I Love You Phillip Morris – 2010

Written and Directed by John Requa, Glenn Ficarra
Starring Jim Carrey, Ewan McGregor, Rodrigo Santoro, Antoni Corone, Leslie Mann

Sixteen years after hitting it big with gross out comedies, Ace Ventura… and Dumb and Dumber, Jim Carrey heads back to the well with …Phillip Morris. If you’d like a semi-autobiographical film based on gay con man Steven Jay Russell where at least some of the gross out includes gay sex, this might be for you. The film had trouble getting a distributor at first due to the explicit content. They shave enough down until it eventually was edited enough to be palatable. The end result feels like an approximation of the Farrelly Brothers, without any three dimensional characters, except for Carrey’s Russell. He’s not at all relatable, if sometimes funny.

The inability to relate has little to do with his being gay. He’s not the first and won’t be the last. That he leaves a wife (Mann) and kids in his wake is disconcerting, but this is a choice Russell made. We get a whiff of his first relationship (with Santoro), and we also see the wreck he makes of both of their lives by lying, cheating and conning people to pay for his expensive lifestyle. This all comes to an end, then he is sent to prison.

Once in prison, Russell meets and immediately falls for McGregor’s titular Phillip Morris. McGregor has played flamboyant often enough that this is a walk in the park for him. Unfortunately he doesn’t get to do more than wait and be surprised. Russell cons not only his way out of prison, but Phillip, too. Then he goes on to be a lawyer for McGregor’s family too.

Eventually this new routine catches up to Russell and he’s back in jail. And the cycle continues. What could be a pretty amazing story is relegated to some cheap laughs through messing around with the timeline style editing. Sometimes it works (the opening scene) and other times, like when we get a surprise postscript on Santoro’s character, it’s just too convenient to create the emotional pull that it could have.

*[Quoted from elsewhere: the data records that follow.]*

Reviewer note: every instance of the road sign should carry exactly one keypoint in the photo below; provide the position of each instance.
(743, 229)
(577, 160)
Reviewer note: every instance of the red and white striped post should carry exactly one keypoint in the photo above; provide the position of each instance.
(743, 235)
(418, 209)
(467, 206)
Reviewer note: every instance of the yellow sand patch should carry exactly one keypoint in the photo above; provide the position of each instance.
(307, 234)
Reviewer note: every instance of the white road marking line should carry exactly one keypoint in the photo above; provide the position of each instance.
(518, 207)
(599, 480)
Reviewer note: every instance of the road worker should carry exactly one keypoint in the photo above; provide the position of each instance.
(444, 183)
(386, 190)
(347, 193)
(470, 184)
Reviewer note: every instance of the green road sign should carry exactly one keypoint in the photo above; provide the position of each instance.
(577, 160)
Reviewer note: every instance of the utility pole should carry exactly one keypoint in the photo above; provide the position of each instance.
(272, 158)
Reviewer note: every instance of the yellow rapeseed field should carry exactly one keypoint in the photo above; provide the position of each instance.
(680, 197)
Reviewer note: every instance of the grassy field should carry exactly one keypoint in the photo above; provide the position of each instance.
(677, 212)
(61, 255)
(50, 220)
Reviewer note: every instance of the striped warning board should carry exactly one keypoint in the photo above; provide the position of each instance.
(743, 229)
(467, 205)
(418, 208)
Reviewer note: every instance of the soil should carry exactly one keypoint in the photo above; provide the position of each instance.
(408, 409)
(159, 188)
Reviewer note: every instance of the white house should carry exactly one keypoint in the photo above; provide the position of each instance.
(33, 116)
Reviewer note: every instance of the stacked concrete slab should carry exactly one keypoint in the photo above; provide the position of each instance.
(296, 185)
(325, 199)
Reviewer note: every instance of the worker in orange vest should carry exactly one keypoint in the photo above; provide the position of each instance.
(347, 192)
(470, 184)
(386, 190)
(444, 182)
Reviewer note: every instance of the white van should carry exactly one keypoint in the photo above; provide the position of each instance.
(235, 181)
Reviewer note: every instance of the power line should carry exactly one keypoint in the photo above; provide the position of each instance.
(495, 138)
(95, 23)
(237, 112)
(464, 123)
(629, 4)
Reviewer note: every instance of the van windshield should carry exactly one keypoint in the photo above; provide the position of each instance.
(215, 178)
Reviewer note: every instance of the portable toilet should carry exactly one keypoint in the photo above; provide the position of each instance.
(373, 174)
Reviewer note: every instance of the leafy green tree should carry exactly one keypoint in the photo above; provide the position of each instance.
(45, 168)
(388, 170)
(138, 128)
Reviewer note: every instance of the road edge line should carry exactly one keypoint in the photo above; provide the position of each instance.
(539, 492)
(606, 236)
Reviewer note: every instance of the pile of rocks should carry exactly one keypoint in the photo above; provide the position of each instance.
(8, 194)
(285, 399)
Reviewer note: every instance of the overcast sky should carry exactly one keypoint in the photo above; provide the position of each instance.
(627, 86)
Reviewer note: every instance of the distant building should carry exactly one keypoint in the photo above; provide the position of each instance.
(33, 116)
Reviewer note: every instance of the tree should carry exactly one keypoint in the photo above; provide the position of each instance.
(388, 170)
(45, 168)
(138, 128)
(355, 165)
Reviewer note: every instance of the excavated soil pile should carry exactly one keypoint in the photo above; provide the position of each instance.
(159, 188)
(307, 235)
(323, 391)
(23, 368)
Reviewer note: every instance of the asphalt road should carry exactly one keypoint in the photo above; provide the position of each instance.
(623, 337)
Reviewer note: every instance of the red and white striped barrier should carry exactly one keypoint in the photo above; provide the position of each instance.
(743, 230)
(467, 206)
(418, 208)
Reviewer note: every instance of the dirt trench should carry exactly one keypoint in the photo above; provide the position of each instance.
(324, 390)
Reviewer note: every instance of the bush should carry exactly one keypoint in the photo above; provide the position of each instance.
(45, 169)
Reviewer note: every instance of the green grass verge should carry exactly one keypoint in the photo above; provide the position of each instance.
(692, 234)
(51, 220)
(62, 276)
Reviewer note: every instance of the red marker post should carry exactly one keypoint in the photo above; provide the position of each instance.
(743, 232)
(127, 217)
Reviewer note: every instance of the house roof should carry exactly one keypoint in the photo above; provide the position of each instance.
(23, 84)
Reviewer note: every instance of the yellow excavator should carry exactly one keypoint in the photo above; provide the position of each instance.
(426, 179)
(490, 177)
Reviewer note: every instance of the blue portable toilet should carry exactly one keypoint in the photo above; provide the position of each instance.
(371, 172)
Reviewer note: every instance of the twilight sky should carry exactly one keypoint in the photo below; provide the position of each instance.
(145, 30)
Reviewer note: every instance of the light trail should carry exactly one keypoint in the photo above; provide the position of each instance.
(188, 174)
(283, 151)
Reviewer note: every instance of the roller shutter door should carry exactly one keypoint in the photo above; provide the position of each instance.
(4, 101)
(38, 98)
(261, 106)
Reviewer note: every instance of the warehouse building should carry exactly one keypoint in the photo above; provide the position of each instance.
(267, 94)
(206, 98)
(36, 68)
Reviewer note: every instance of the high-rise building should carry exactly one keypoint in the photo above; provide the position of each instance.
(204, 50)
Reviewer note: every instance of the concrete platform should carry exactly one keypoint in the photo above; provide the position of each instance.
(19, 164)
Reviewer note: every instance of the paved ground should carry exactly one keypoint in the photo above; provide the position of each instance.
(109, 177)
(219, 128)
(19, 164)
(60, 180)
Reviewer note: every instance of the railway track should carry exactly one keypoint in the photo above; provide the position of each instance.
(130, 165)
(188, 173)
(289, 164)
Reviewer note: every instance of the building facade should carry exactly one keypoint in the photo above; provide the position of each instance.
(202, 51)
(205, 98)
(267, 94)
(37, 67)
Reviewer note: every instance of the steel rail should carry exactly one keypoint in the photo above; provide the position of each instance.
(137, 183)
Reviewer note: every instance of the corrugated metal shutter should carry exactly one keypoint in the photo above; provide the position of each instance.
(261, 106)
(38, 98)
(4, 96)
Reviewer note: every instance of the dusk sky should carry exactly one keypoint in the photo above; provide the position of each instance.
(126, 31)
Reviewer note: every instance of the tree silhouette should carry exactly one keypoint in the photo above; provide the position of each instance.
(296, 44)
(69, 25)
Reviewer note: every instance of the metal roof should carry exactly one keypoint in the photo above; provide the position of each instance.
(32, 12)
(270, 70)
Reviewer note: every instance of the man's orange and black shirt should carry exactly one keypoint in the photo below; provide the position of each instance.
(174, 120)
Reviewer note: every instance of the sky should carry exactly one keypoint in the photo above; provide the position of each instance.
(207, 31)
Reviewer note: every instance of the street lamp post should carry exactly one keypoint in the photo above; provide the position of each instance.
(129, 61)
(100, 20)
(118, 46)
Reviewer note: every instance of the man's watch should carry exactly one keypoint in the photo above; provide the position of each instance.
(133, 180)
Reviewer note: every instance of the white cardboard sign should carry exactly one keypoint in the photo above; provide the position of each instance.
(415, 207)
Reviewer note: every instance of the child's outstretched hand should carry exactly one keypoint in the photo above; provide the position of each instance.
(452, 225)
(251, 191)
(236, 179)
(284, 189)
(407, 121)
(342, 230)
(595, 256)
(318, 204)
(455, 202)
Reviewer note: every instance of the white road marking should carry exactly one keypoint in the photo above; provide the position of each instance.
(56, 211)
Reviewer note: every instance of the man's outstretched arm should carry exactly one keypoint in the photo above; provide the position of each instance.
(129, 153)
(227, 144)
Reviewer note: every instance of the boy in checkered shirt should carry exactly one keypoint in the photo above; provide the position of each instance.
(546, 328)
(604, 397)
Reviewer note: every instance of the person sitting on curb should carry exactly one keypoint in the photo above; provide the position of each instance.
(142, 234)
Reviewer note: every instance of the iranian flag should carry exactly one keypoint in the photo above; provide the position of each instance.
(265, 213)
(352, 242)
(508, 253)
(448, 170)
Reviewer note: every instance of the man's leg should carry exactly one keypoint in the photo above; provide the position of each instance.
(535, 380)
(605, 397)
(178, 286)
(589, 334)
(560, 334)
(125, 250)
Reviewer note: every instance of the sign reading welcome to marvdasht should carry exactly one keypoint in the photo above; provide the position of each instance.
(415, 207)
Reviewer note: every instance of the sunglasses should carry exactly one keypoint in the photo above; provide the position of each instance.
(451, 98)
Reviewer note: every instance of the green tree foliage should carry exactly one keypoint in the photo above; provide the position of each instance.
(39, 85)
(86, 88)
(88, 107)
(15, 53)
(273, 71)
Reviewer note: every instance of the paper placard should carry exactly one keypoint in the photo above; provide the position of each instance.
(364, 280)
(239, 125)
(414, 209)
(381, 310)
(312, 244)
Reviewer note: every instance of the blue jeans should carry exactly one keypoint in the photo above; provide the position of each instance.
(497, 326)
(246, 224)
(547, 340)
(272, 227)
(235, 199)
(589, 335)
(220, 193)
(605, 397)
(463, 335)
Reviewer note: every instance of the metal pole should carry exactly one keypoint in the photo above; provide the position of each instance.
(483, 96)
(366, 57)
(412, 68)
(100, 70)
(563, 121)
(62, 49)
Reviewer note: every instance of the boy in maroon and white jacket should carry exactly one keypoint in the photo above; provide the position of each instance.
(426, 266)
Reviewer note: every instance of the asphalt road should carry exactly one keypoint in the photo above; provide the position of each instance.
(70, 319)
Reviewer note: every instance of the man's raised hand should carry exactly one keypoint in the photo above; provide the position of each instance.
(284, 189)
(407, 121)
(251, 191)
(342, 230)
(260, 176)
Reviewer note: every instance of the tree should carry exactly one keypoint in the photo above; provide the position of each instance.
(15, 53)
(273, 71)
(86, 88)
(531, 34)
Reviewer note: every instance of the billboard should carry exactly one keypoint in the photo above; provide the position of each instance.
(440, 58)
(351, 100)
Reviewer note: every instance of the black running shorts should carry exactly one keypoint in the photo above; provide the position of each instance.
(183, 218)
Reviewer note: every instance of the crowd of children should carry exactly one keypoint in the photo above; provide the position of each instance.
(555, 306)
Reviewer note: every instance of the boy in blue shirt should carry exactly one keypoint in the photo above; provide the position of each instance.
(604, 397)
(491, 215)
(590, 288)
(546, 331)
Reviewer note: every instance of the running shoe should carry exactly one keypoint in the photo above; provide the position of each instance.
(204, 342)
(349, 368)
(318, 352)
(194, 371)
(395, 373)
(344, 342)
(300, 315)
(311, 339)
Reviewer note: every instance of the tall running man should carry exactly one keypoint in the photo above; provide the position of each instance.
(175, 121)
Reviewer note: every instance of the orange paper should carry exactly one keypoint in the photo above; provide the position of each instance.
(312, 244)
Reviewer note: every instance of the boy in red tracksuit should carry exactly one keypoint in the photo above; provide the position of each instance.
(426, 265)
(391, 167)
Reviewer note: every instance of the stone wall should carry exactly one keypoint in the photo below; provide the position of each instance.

The biggest problem with making this astounding story into a comedy is that every character is essentially a prop. There is no reason to be invested in any of Russell’s relationships, because Requa and Ficarra place them only where they need to be to provide a punchline. The treatment of Russell’s first wife is a perfect example. Is she a simple-minded Christian, or is she just going through the motions? It depends on what the joke needs.

Carrey is essentially the same here as he is in any comedy. He’s manic, frantic, sincere and not even in the room when he’s listening to those he supposedly loves. It doesn’t matter that he’s going all out for the gay or emerging from the ass of a fake Rhinoceros. There has to be something real for him to act off of sometimes.

As for McGregor, he’s wasted here. If you just want someone to look at, that’s okay. It’s kind of like having Margot Robbie in your movie and just having her alternate from a smile to a frown and back. Nothing to grab out of the performance. If the story is going to have his name in the title, one would hope to learn at least one distinguishing characteristic about Phillip Morris.

Like with anything, there’s an evolution in characterizations of any marginalized group. Five years removed from Brokeback Mountain, this still feels relatively early on in the process of getting beyond token gay characters. It’s too true to be a comedy, and too insane to be drama. Maybe a mini-series could have let it all air out and make us feel like we’re watching a story about humans.